Out of curiosity why weren't products like Druid http://druid.io/ or influxdb ht...

paladin314159 · on Aug 25, 2015

To be totally honest, there are so many technologies out there that claim to solve analytics that it's tough to seriously consider all of them.

That said, we have looked at Druid, which is also a good example of using lambda architecture in practice (http://druid.io/docs/0.8.0/design/design.html -- note the historical vs realtime distinction). They use many of the same design principles as us, and one of our sub-systems is very similar to it. We still believe the pre-aggregation approach is critical for performance in our use case, though.

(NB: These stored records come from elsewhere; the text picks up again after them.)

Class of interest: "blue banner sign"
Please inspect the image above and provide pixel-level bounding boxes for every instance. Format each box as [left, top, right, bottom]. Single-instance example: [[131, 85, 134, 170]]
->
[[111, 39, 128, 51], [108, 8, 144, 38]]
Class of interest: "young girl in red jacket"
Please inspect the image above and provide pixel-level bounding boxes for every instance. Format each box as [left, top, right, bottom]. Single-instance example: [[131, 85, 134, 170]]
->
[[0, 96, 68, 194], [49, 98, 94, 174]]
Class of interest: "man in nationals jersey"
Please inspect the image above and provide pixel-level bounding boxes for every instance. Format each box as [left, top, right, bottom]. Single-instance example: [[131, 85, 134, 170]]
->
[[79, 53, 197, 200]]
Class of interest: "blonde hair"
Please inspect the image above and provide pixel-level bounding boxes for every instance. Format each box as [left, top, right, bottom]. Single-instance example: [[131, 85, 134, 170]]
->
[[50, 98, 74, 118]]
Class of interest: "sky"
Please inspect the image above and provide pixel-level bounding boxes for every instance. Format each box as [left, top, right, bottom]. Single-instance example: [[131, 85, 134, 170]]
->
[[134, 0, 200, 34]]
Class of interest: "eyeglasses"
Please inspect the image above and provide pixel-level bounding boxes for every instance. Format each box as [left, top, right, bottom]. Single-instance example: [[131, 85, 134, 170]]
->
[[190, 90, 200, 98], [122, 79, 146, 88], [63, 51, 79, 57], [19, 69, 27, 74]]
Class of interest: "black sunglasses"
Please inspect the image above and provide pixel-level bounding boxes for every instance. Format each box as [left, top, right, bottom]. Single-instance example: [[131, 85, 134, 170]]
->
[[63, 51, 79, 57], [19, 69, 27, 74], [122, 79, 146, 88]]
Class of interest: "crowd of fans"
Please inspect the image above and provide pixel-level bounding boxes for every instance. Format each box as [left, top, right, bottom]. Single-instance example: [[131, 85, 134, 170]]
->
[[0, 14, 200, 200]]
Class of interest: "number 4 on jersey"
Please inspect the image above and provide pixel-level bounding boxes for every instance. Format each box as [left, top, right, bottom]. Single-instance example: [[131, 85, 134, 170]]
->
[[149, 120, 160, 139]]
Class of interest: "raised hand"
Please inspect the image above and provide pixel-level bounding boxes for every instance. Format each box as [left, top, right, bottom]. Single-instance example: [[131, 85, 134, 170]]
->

Lastly, when we started building the architecture (mid-2014), Druid was very new, and I'm generally wary of designing everything around a new and potentially unstable piece of software.

fangjin · on Aug 25, 2015

Druid does pre-aggregation (roll-up) of data at ingestion time and is also used at scale (30+ trillion events, ingesting over 1M+ events/s) by numerous large technology companies: http://druid.io/druid-powered.html

dsp1234 · on Aug 25, 2015

Note that the commenter mentioned mid-2014. That page first appeared on (or about) July 29th, 2014[1], and at that time only contained 4 names:

Metamarkets

Netflix

LiquidM

N3twork

So while today Druid may be in use by "numerous large technology companies", at the time the commenter was researching it wasn't showcasing as many large companies.

[1] https://web.archive.org/web/20140729014707/http://druid.io/d...

luckydata · on Aug 25, 2015

Hey Fan, I know you feel very strongly about Druid but at the time it wasn't the way to go, I can see how they might have opted to steer clear.

angryasian · on Aug 25, 2015

Just to note, with druid you are able to have preaggregated tables based on dimensions. Overall good article and thanks for sharing.